Winter energy contracts are typically priced at a premium because the market expects higher demand during colder months. Heating requirements increase gas consumption significantly, while electricity demand also rises due to lighting and peak usage pressures.
At the same time, the system often has less operational flexibility during winter. Renewable generation can become more variable, reserve margins tighten, and any disruption to supply has a greater impact on market stability.
What can cause volatility in energy prices?
Energy markets are highly sensitive to both physical disruptions and shifts in market sentiment.
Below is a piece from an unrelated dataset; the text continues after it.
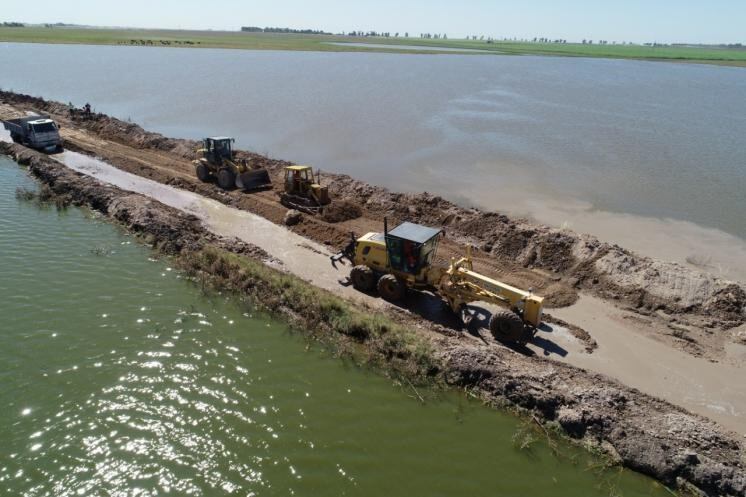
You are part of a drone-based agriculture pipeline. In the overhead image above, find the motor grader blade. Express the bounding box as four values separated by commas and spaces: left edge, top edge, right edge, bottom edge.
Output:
236, 168, 272, 190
Volatility typically occurs when there is uncertainty around the balance between supply and demand, particularly when spare capacity within the system is limited.
Common drivers include extreme weather events, unplanned generation outages, low renewable output, gas infrastructure issues, storage concerns and geopolitical developments. Markets can also react sharply to changes in regulation, macroeconomic data or shifts in global commodity pricing.
Because electricity and gas systems must remain balanced in real time, even relatively small disruptions can trigger disproportionate price movements, particularly in short-term trading markets.
What does seasonal future development mean?
Seasonal future development refers to how wholesale energy prices are expected to evolve across future seasonal delivery periods, typically comparing summer and winter contracts over multiple years ahead.
These seasonal pricing structures reflect the market’s view of future supply and demand fundamentals, infrastructure developments, storage availability, generation mix changes and broader macroeconomic conditions.
Monitoring seasonal market development helps businesses understand how future risk is being priced into the market and supports more informed procurement and budgeting decisions.
What does price forward curves mean?
A forward curve is a graphical representation of wholesale energy prices for future delivery periods, ranging from months to several years ahead. It illustrates how the market currently values future energy supply over time.
Forward curves are one of the most important tools used in energy trading and procurement because they provide insight into market expectations, pricing structure and risk premiums. They are widely used to support budgeting, hedging strategies, contract timing decisions and risk management planning.
Rather than predicting future prices with certainty, forward curves represent the market’s consensus view of value at a specific point in time.
Why are prices generally lower further out?
Energy prices are often lower further out on the forward curve because near-term markets carry greater immediate risk and uncertainty. Short-term pricing is more exposed to factors such as weather events and supply disruptions.
Longer-dated contracts tend to reflect more stable underlying market assumptions, where short-term volatility becomes diluted over time. In effect, the market typically assigns a higher risk premium to prompt and near-term delivery periods because the operational and pricing uncertainty is much more acute.
This is why businesses frequently see higher pricing closer to delivery, particularly during periods of market stress or tight system conditions.
What do ‘commodity’ and ‘non-commodity’ costs mean?
Commodity costs represent the wholesale cost of the underlying gas or electricity being purchased within the energy market. This is the traded market value of the energy itself.
Non-commodity costs are the additional charges applied to deliver and manage energy across the system. These can include network and transmission charges, balancing costs, environmental and policy levies, capacity market costs and supplier operational charges.
Over recent years, non-commodity charges have become an increasingly significant proportion of total business energy costs, meaning effective procurement strategies now require visibility and management across both commodity and non-commodity elements of the bill.